NASA is sending a pair of astronauts on a spacewalk outside the International Space Station today (Jan. 25) to finish fixing a complicated science experiment. Here’s how to watch it live.

NASA TV began streaming the spacewalk around 5:30 a.m. EST (1030 GMT) as European Space Agency astronaut Luca Parmitano and NASA astronaut Andrew Morgan complete their final spacewalk preparations. You can watch it live here on Space.com. The spacewalk is expected to start around 6:50 a.m. EST (1150 GMT), when the astronauts will switch their spacesuits over to battery power before heading out of the airlock.

The astronauts will focus on installing a new cooling apparatus and lines on the Alpha Magnetic Spectrometer (AMS), an aging experiment on the International Space Station that searches for cosmic rays, as well as dark matter and dark energy (mysterious phenomena thought to make up most of the universe), among other phenomena. This is the fourth spacewalk for Morgan and Parmitano on the AMS, following up on work in November and December.
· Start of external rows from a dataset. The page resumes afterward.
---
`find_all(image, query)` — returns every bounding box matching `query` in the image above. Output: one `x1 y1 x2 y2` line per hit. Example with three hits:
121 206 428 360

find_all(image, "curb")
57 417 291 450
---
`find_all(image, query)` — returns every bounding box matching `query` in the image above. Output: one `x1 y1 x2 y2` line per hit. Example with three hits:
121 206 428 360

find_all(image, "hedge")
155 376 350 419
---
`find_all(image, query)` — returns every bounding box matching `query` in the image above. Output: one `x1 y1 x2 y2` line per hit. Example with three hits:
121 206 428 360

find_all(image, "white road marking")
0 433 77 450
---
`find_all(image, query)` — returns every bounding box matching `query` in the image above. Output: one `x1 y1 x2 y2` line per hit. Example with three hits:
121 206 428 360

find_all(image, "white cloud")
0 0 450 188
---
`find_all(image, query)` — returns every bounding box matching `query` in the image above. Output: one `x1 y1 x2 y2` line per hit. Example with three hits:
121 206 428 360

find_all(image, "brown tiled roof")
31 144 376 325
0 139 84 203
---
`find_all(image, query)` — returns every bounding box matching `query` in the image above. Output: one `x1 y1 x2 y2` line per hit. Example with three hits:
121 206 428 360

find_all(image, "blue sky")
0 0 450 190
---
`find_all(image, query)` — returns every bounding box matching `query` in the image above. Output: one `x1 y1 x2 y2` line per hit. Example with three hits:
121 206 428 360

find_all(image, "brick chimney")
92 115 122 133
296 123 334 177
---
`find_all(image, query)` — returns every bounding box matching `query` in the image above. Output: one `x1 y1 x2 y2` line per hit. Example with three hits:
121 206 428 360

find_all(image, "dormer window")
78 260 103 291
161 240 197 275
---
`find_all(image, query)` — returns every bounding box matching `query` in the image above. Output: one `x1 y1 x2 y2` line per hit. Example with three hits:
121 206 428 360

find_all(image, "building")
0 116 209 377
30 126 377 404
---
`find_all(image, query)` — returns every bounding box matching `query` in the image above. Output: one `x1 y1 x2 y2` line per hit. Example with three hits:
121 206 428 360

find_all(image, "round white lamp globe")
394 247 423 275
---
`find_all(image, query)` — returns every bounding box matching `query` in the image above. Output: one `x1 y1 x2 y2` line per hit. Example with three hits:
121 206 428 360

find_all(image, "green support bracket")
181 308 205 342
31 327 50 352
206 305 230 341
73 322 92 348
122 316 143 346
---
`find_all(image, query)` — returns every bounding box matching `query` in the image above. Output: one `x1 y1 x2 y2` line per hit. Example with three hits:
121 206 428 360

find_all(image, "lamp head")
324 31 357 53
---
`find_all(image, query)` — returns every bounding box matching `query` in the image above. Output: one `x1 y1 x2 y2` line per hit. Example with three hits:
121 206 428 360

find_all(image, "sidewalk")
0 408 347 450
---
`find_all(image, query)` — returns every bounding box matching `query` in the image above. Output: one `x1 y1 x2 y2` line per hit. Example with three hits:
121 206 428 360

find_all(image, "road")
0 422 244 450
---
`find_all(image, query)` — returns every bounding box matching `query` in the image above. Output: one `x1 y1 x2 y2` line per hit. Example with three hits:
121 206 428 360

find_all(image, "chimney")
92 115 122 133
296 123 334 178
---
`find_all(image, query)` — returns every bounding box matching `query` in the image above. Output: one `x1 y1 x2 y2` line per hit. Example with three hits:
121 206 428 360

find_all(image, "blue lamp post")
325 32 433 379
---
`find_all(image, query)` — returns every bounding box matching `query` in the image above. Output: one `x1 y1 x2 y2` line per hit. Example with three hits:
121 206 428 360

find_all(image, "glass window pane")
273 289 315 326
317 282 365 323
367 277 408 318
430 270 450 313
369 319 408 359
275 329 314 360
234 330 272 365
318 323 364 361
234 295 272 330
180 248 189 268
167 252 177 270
Related: The amazing spacewalks of Expedition 61 in photos 

ESA astronaut Luca Parmitano (left) and NASA astronaut Andrew Morgan work on U.S. spacesuits they will wear on a spacewalk scheduled for Jan. 25.  (Image credit: NASA)
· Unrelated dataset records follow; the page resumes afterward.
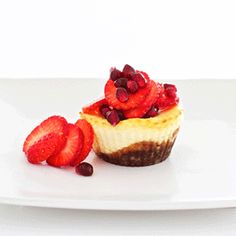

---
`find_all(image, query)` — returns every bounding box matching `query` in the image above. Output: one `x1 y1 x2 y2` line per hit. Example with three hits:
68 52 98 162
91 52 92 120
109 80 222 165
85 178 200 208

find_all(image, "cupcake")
80 65 183 166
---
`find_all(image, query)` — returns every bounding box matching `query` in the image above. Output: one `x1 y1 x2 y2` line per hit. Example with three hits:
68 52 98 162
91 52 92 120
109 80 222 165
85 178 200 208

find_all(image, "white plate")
0 79 236 210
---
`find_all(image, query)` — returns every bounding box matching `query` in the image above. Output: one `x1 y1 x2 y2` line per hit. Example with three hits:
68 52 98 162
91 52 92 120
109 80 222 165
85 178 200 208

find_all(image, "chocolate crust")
96 130 178 166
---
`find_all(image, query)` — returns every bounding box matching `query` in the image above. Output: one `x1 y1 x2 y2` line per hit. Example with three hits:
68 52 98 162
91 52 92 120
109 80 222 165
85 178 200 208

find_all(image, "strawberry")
47 124 83 167
82 98 107 117
124 80 158 119
70 119 94 166
155 84 179 111
105 80 151 110
23 116 68 153
26 133 66 164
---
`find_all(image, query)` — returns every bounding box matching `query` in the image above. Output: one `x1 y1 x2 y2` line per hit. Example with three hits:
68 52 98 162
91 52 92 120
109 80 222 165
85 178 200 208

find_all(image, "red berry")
165 87 176 98
75 162 93 176
106 110 120 126
127 80 138 93
82 98 108 116
123 64 135 78
144 106 158 118
116 110 125 120
26 133 66 164
132 73 147 88
70 119 94 166
105 80 151 110
23 116 68 153
114 78 128 88
110 68 122 81
47 124 84 167
116 87 129 102
100 105 111 117
124 80 158 119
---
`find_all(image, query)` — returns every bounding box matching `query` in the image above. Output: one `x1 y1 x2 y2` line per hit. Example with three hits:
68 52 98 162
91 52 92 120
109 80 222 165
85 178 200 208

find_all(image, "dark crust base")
96 130 178 166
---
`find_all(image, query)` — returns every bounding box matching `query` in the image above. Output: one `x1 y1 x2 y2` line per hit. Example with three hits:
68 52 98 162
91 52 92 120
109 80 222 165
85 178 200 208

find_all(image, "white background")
0 0 236 80
0 0 236 236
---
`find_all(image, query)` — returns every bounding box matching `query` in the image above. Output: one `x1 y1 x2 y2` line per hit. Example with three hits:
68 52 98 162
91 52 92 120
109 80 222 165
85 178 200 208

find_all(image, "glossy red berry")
110 68 122 81
127 80 138 93
116 87 129 102
132 73 147 88
106 110 120 126
114 78 128 88
123 64 135 77
75 162 93 176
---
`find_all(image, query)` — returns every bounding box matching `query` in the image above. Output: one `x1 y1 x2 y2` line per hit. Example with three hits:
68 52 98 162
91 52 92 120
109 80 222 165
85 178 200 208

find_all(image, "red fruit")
70 119 94 166
23 116 68 153
114 78 128 88
47 124 84 167
124 80 158 119
110 68 122 81
82 98 108 117
123 64 135 78
132 73 147 88
116 88 129 102
127 80 138 93
75 162 93 176
105 80 151 110
144 106 158 118
136 70 150 81
100 105 111 117
106 110 120 126
26 133 66 164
The AMS was not originally designed for in-space servicing, but its work is of such value to the scientific community that NASA drew up new procedures and new tools to tackle the repair and upgrade work. The agency has said that this is the most complex set of spacewalks undertaken since the last mission to the Hubble Space Telescope, in 2009.

The duo’s last AMS spacewalk was on Dec. 2, when the astronauts put a new coolant pump outside the space station. That pump will help to keep the AMS at the proper temperature needed for its detectors to function. Guiding the spacewalk from the ground will be Canadian Space Agency astronaut Jeremy Hansen, who led the team creating the AMS repair procedures and simulating the associated work in NASA’s Neutral Buoyancy Laboratory, a large pool meant to simulate the feeling of spacewalking.